Maybe to him, and those who blindly supported him, I was the tare in their garden! That weed growing wild, sucking up all the sunshine, life, nutrients and keeping them from being all they could be!

Was it possible that he or the people he influenced were asking God to pluck Laura, that nasty ‘tare,’ out of their garden? To give them vindication?

If so, it would seem that God, loving us both, had to be shaking his head. Wondering when we would grow up. When would either of us learn about mercy, grace and true forgiveness?

Had He wished, God could have declared either or both of us ‘tares’ in His garden of love. He could have snatched either or both of us, roots and all out of His garden. However, the likelihood is that part of a neighboring plant, growing well, might have gotten damaged. Maybe several plants might be harmed.

And to God, that’s just not worth it.

I think God wanted us to learn to stop pointing fingers. To remember the love we had once said we had for each other. To stop playing power and control games, or responding games of victimhood. If we couldn’t be friends, then to at least learn how to coexist.

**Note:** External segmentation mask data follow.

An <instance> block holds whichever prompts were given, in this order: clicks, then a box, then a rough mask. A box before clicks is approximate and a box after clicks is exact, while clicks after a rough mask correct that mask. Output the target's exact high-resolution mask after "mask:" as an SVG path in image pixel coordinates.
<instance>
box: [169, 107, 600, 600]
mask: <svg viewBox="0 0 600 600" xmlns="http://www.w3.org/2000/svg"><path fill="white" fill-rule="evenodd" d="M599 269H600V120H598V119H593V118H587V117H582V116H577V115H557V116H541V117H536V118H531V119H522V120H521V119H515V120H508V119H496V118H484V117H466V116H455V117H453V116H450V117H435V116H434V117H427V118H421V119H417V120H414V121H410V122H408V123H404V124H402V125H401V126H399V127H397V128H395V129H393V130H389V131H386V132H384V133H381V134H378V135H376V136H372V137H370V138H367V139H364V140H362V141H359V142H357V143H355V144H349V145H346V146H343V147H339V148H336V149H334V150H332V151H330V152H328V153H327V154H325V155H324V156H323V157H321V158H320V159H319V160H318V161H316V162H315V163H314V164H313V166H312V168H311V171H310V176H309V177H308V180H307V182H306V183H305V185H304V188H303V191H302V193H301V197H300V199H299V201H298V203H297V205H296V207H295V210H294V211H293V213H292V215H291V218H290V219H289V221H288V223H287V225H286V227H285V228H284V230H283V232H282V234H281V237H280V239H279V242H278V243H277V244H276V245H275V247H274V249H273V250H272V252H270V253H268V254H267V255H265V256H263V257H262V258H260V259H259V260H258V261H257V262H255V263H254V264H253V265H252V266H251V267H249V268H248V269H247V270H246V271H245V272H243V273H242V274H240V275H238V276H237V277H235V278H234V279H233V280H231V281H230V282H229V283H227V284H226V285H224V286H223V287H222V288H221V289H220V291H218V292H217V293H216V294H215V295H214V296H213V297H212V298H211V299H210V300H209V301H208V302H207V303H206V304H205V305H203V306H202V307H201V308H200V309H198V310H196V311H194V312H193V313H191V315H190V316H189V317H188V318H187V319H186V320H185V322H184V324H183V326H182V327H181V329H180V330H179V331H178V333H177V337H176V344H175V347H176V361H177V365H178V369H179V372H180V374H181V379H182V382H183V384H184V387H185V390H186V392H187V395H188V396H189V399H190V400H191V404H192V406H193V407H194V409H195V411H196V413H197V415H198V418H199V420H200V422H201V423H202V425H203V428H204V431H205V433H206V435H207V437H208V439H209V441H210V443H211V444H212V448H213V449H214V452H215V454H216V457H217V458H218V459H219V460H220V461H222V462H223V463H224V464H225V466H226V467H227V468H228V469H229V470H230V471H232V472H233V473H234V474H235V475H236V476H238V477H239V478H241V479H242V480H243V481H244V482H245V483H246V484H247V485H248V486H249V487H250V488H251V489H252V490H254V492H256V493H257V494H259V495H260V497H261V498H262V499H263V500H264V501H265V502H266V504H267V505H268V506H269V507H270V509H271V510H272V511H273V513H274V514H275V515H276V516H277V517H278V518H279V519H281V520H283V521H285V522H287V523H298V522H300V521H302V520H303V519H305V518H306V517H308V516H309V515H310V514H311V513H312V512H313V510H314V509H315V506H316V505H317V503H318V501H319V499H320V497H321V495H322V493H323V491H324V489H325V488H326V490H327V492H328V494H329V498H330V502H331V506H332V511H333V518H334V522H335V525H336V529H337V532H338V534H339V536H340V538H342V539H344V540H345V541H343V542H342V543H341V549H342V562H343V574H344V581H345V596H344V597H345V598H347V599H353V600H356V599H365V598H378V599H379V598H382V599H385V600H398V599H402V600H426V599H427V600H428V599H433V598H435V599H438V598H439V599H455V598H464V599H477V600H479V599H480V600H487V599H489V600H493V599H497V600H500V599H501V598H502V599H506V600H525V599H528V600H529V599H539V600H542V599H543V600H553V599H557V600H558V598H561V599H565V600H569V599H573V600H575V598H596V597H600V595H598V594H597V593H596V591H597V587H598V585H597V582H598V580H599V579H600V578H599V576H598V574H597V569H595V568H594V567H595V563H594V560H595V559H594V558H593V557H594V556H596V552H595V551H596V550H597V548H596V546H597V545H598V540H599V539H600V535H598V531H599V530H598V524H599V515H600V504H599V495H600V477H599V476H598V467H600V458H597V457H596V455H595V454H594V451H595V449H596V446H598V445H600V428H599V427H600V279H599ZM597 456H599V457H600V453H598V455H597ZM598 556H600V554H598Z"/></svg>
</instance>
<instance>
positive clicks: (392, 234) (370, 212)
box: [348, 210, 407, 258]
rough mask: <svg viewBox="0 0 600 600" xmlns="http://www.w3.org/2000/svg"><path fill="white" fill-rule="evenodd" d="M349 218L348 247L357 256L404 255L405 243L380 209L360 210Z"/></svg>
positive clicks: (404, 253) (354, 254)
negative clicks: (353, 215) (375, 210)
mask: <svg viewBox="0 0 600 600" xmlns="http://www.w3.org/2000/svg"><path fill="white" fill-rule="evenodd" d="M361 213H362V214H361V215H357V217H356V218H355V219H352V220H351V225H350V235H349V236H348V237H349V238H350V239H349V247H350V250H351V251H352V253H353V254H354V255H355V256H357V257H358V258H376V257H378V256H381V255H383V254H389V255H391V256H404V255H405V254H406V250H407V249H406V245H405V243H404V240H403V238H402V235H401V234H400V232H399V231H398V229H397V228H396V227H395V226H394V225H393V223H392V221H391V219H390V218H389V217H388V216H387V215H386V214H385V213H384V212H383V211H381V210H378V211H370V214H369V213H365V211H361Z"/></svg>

It is difficult when waiting for justice. More difficult still when the behavior of your ‘tare’ continues to hurt you, but the person in question not only gets away with it, but appears to prosper. It might be tempting to give into bitterness or even hatred.

However, I believe that God wants us to learn to extend mercy, grace and love to those who hurt us. To use discernment about the people in our lives. To leave it to God to decide what is a ‘tare’ and what is simply a plant which is not growing well.

It is not just when we grow in orderly rows with one another that education happens. Sometimes, growth happens when pain grabs our attention. Sometimes it happens when the problem people of our life make things rocky.

Such times give us the opportunity to learn about a deeper kind of love. The kind that happens when our ideals are shattered, our expectations are left barren, and our hopes are dashed.

Perhaps it is at such times, God wants us to learn, in the garden of wheat and tares, to love with Calvary love.